Similar to a transaction record; Insolar has a variety of record types. Record contains information on request, response, state control, maintenance, etc. All records fall into two main categories depending on their usable lifetime—a period during which the record can be used under normal circumstances:

  • Permanent records are generated by an application and its business logic. The logic controls the record’s usable lifetime, e.g., legal documents must stay for a period of action limitation.

  • Dust records are associated with a permanent record and are generated either by application or system logic. The usable lifetime of such a record is limited by maintenance procedures and usually measured in days, e.g., logs or transaction control records. Dust can also be used to identify complex forms of fraud or infringements; such will be registered as permanent records and the original dust records will be archived or removed.

Filament

Linked sequence of records related to an entity (object, operation, etc.). Stored as a unidirectional linked list, from older to earlier records. Filament is identified by the reference to its head (the first/earliest record) and every filament’s record has an affinity field that refers to the head. Filament is a general term that denotes different sequences of records. For example:

  • object’s state changes (lifeline);

  • requests (received, pending, answered, validated);

  • listings (delta and full snapshots of child object’s listings).

Lifeline

Chain of records (filaments) for a single object with relevant sidelines that represent auxiliary information about the object. Alternatively: Lifeline is all history and virtually all future changes of an object or of a dust. Lifeline never forks and belongs to a single domain. The first record (head) of a lifeline is an activation record and a permanent identifier. The last record (tail) is the latest state. Lifeline contains:

  • main filament (object’s state);

  • additional filaments (states of requests);

  • indices, listings, etc., related to the object.
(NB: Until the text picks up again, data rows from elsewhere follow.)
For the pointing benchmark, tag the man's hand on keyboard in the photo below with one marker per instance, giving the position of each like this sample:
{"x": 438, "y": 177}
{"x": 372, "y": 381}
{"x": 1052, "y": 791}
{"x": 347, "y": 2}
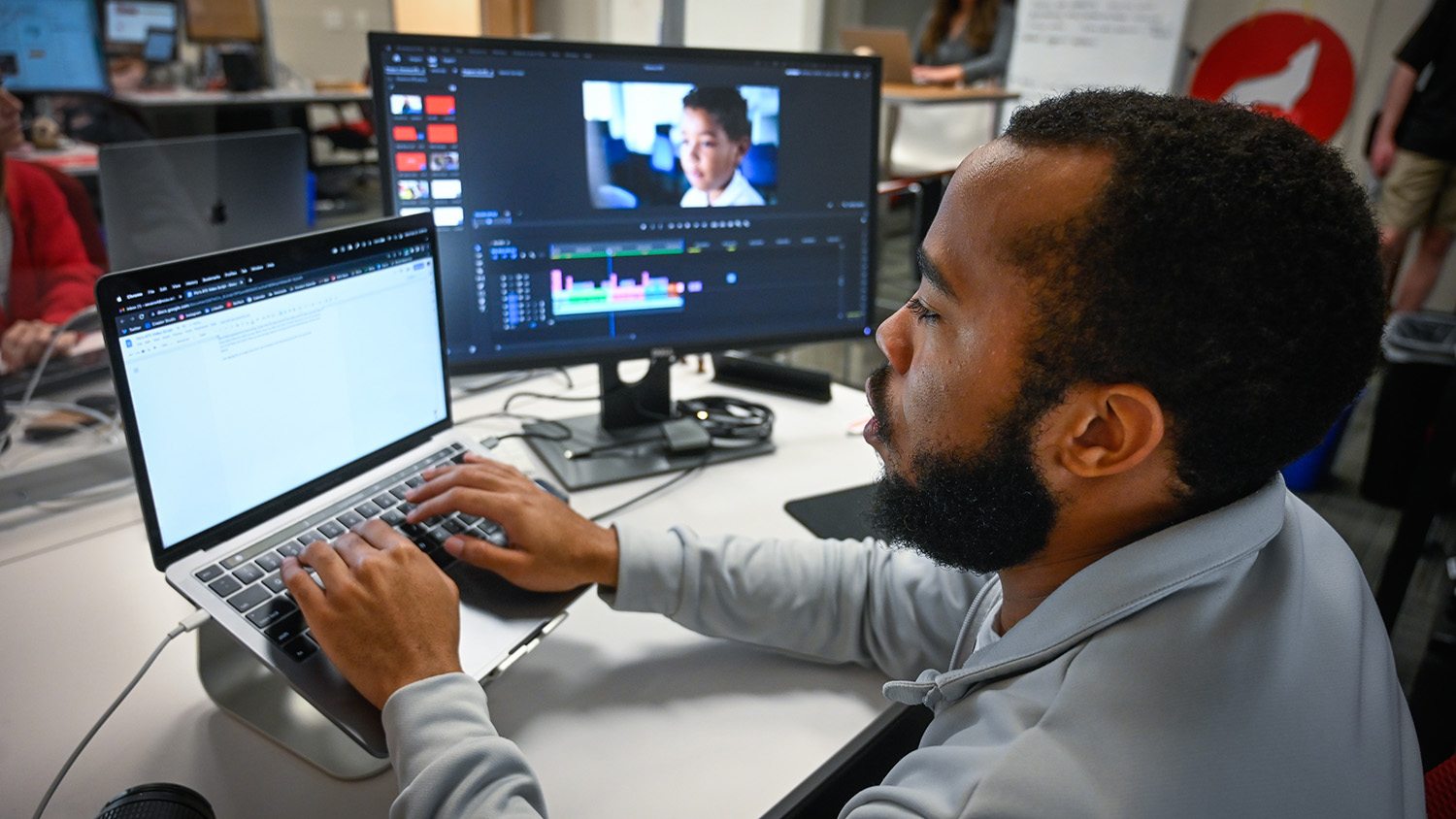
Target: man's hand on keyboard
{"x": 386, "y": 614}
{"x": 550, "y": 547}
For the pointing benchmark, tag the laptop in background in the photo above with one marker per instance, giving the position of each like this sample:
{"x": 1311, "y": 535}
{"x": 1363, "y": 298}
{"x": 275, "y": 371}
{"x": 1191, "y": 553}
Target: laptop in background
{"x": 893, "y": 47}
{"x": 277, "y": 395}
{"x": 168, "y": 200}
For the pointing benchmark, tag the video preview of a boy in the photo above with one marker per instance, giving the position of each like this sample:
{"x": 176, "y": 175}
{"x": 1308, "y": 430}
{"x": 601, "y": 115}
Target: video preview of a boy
{"x": 673, "y": 145}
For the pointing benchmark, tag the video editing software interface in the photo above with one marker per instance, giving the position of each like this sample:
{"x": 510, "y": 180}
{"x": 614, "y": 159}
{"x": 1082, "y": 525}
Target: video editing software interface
{"x": 585, "y": 213}
{"x": 305, "y": 322}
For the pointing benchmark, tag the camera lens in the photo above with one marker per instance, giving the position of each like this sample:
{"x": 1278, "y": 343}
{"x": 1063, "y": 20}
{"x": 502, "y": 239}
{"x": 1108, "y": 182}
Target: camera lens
{"x": 157, "y": 801}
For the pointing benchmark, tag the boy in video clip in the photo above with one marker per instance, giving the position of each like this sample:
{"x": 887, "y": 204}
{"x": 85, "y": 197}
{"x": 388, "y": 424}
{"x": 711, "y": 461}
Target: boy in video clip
{"x": 715, "y": 139}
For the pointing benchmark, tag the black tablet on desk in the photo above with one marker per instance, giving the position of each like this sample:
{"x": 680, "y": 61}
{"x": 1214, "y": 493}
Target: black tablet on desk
{"x": 842, "y": 513}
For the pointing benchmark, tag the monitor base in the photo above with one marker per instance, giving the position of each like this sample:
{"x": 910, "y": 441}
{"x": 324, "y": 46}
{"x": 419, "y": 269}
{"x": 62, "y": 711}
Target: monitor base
{"x": 602, "y": 455}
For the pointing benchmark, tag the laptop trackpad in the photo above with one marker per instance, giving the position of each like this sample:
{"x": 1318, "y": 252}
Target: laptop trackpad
{"x": 497, "y": 617}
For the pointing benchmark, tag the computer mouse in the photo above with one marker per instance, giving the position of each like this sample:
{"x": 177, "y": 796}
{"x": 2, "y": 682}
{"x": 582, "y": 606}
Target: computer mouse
{"x": 553, "y": 489}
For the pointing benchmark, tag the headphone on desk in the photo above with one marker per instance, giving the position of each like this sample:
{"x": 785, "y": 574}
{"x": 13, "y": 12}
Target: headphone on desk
{"x": 730, "y": 422}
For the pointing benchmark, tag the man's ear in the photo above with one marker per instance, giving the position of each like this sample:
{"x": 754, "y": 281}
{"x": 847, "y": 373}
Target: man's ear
{"x": 1106, "y": 429}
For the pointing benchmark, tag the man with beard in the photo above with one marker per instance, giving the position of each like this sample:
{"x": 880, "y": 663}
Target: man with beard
{"x": 1133, "y": 311}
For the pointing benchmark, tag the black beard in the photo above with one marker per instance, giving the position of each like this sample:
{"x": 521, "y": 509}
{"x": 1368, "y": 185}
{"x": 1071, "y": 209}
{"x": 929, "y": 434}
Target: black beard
{"x": 977, "y": 510}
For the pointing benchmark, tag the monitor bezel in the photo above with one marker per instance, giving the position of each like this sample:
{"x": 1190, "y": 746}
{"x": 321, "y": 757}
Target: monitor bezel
{"x": 512, "y": 361}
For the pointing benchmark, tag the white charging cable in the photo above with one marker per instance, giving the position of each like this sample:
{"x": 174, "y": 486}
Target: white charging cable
{"x": 188, "y": 623}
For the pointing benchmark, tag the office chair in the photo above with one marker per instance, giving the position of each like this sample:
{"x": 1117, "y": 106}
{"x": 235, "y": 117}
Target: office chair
{"x": 1440, "y": 790}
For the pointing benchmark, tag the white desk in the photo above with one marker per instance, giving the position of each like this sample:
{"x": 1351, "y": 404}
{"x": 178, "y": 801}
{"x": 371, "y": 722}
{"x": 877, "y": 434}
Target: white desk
{"x": 622, "y": 714}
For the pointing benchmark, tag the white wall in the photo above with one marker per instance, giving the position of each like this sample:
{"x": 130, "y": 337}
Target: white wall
{"x": 325, "y": 38}
{"x": 768, "y": 25}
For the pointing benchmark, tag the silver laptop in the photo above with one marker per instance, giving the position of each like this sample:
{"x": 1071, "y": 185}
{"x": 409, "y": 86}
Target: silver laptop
{"x": 277, "y": 395}
{"x": 168, "y": 200}
{"x": 891, "y": 46}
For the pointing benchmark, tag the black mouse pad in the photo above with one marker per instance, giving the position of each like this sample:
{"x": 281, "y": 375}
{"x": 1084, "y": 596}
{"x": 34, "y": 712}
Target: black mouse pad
{"x": 842, "y": 513}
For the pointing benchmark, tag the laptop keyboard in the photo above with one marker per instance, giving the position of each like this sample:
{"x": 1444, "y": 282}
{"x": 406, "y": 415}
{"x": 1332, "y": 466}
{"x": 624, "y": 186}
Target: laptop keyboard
{"x": 249, "y": 579}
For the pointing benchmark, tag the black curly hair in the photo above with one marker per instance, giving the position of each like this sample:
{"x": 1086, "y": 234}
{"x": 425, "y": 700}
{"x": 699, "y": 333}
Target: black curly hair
{"x": 1229, "y": 265}
{"x": 725, "y": 105}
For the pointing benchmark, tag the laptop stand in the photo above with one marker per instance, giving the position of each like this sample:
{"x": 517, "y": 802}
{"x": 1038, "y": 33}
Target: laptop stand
{"x": 244, "y": 687}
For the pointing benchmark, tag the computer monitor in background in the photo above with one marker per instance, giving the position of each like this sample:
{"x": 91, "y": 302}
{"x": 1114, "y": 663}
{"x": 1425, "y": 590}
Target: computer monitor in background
{"x": 127, "y": 23}
{"x": 160, "y": 46}
{"x": 565, "y": 207}
{"x": 51, "y": 47}
{"x": 224, "y": 20}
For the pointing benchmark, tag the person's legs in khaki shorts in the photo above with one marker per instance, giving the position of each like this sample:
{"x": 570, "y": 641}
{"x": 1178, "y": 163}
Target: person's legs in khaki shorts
{"x": 1420, "y": 192}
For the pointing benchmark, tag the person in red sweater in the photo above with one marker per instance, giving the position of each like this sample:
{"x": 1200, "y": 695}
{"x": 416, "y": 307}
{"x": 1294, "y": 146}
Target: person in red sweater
{"x": 44, "y": 273}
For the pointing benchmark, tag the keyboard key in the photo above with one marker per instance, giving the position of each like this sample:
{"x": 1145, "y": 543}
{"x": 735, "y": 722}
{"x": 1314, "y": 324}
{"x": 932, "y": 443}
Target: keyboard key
{"x": 249, "y": 597}
{"x": 248, "y": 573}
{"x": 224, "y": 585}
{"x": 271, "y": 611}
{"x": 418, "y": 536}
{"x": 300, "y": 647}
{"x": 287, "y": 627}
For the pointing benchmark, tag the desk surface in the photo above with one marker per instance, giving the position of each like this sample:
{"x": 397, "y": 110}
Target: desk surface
{"x": 622, "y": 714}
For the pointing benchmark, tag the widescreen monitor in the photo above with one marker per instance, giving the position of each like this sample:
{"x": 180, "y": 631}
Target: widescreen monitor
{"x": 127, "y": 22}
{"x": 51, "y": 47}
{"x": 599, "y": 203}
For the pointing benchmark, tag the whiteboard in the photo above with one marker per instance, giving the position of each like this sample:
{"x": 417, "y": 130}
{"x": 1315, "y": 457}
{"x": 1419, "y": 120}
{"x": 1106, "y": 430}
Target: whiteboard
{"x": 1077, "y": 44}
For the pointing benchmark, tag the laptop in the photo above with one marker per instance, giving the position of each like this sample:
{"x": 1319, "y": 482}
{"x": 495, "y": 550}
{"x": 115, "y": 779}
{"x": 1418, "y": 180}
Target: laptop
{"x": 277, "y": 395}
{"x": 893, "y": 47}
{"x": 168, "y": 200}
Presence of additional filaments does not mean a fork to the object’s state as they carry only additional information.

Sideline

Sidechain (filament) for auxiliary information such as logs.

Dust

Auxiliary object or record; a log record stored within a sidechain.

Dustline

Removable sideline for a dust record.

Cloud

Blockchain network (group of nodes) under the same node membership policy. The nodes provide storage and processing methods (including storage consensus) supported by the cloud (e.g., a specific blockchain implementation). Nodes can have different roles within the cloud.

Node

Server that serves hardware capacity to a cloud. Node also represents an authorization (e.g., by putting a stake) of a member to participate in a cloud. Node is both a unique account and a unique address within a cloud. Node is always associated with a single member and with one or more hosts. Node performs only one role within a cloud but a member can have multiple nodes.

Host

Entity of a physical/transport network, e.g., a server. Each host can have multiple network addresses, can be in different networks, and use various transport protocols and encryption standards.

Member

External entity (user) registered within a special domain.

Network

Set of hosts sharing same security, reliability, and network performance profiles and able to directly exchange data under at least one transport protocol and at least one encryption standard supported by all hosts. In other words, all hosts within the same network are able to use P2P communications without violation of security and other policies.